2. The consolidated and standalone financial figures as on June 30, 2019 and June 30, 2020 were as follows:

  As on 30.06.2019 (in INR) As on 30.06.2020 (in INR)
  Standalone Consolidated Standalone Consolidated
Earnings Before Tax 548 million 399 million (27 million) (1361 million)

The Company also had a severe cash burn of INR 1460 million during the 3-month period from March 2020 to June 2020. The fixed costs were an aggregate of INR 220 million per month.

3. As on the date of making the application the company did not have any surplus and in fact, they wanted to raise more funds either by way of equity or debt. Hence to protect the interest of the investors and to ensure going concern nature of the business, the Company made an application for withdrawal.


Whether the mandatory obligations/compliances flowing from the statute/regulations, can be dispensed with in unforeseen situations such as the Covid–19 pandemic?

Decision of the WTM

1. As per the provisions of the Companies Act, 2013 and the Buyback Regulations, 2018 an offer for buyback has to be completed within one year from the date of passing the resolution. As per Regulation 24(i)(d) of the Buyback Regulations, 2018 the company shall not withdraw letter of offer after filing the draft with SEBI.

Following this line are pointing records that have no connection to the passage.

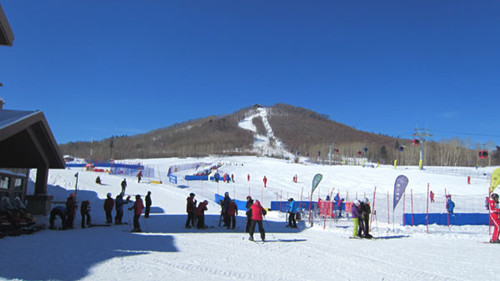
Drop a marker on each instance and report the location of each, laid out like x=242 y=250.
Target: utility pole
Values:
x=421 y=134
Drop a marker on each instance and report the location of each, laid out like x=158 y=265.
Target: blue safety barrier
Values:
x=443 y=218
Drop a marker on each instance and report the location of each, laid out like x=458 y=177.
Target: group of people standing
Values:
x=196 y=214
x=361 y=211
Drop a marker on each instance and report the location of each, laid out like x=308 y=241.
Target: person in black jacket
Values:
x=249 y=213
x=364 y=220
x=85 y=212
x=148 y=205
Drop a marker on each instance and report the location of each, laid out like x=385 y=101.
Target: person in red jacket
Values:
x=232 y=211
x=191 y=210
x=257 y=215
x=108 y=206
x=495 y=217
x=201 y=214
x=138 y=206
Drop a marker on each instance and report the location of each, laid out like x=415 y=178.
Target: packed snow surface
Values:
x=168 y=251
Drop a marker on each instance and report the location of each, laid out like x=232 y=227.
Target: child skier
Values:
x=495 y=217
x=355 y=217
x=191 y=210
x=201 y=214
x=292 y=211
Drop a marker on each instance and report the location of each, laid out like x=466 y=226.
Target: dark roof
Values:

2. Under Regulation 28(i) of the Buy–back Regulations, 2018, the Board may relax the strict enforcement of any requirement of the Buy-back Regulations in the  interest  of  investors  and  the  securities market, if the Board is satisfied that inter alia the requirement may cause undue hardship to investors.

3. It is an established principle that law cannot compel the performance of impossible events, evidenced through the Latin maxim “lex non cogit ad impossibilia”/”impotentia excusat legem”.

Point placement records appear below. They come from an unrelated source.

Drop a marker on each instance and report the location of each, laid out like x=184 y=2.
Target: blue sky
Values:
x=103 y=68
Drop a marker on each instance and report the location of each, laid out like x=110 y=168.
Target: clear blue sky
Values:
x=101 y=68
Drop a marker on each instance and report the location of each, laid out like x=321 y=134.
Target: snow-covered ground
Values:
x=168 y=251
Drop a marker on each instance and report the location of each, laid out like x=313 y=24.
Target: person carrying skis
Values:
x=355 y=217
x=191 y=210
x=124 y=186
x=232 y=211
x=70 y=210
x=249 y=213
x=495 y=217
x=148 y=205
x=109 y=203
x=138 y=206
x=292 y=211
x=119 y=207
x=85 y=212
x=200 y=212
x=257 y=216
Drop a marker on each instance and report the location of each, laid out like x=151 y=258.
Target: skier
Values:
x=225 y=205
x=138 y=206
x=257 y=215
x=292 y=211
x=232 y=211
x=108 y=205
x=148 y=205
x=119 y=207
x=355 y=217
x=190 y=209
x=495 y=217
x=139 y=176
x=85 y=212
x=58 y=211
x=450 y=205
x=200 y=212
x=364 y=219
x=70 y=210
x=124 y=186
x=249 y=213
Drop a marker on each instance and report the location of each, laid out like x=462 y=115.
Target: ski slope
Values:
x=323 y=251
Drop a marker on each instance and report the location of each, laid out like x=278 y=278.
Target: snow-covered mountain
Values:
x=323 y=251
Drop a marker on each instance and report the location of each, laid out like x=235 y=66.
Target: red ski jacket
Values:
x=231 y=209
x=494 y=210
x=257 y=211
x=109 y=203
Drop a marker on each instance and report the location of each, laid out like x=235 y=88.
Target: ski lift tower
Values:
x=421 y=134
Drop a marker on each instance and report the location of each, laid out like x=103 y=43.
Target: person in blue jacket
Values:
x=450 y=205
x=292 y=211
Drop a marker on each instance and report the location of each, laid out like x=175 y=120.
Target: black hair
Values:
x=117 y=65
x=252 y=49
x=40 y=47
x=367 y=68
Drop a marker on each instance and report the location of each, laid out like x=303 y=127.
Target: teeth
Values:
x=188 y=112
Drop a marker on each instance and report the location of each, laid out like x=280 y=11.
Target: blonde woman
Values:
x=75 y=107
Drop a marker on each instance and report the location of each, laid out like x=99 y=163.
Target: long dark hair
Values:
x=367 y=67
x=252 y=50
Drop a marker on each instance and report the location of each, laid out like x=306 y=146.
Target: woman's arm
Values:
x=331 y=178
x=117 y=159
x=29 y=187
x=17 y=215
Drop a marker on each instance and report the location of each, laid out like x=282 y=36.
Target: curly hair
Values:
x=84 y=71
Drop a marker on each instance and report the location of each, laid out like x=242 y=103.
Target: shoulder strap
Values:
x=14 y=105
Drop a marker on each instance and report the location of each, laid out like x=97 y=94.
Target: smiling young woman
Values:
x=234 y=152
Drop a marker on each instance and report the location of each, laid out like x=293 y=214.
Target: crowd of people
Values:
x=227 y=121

4. The fundamental tests involved to ensure the applicability of the maxim are as follows:

a) Whether the event was caused beyond the control of the person?

b) Whether the event occurred without the fault of any person?

c) Whether the event resulted in impossibility?

5. In the Order, SEBI observed that all the three conditions were satisfied, and constituted a valid ground for seeking relaxation from ensuring compliance with the Buyback Regulations, and that continuing with the buyback during this substantial financial deterioration will only result in disturbing the interest of the investors.

6. Considering the uniqueness of the situation and on the subjective conditions that the submissions were true and fair, and that there were no fraudulent unfair trade practices in the matter, SEBI permitted the withdrawal of buyback in the interest of the investors and the securities market and also expressly stated in its order that this does not intend to serve as a precedent.

Regulatory issues that are to be noted from this decision of WTM
1.     The law does not compel the performance of impossibilities which are caused due to events beyond the control of the person, without any fault of his own.

2.     SEBI has rightly exercised the power given to it to relax strict compliance with the provisions of the Regulations.

[i] Regulation 28(i): The Board  may,  in  the  interest  of  investors  and  the  securities market,   relax   the   strict   enforcement   of   any   requirement   of   these regulations except the provisions incorporated from the Companies Act, if the Board is satisfied that:

(a)the requirement is procedural in nature; or

(b)the requirement may cause undue hardship to investors.

[ii] Regulation 24(i)(d): the company  shall  not  withdraw  the  offer  to  buy-back  after  the draft   letter   of   offer   is   filed   with   the   Board   or   public announcement of the offer to buy-back is made.

[iii] Regulation 5(ii): Every buy-back shall be completed within a period of one year from the date of  passing  of  the  special  resolution  at  general  meeting,  or  the resolution  passed  by the board  of  directors of  the  company,  as  the case may be.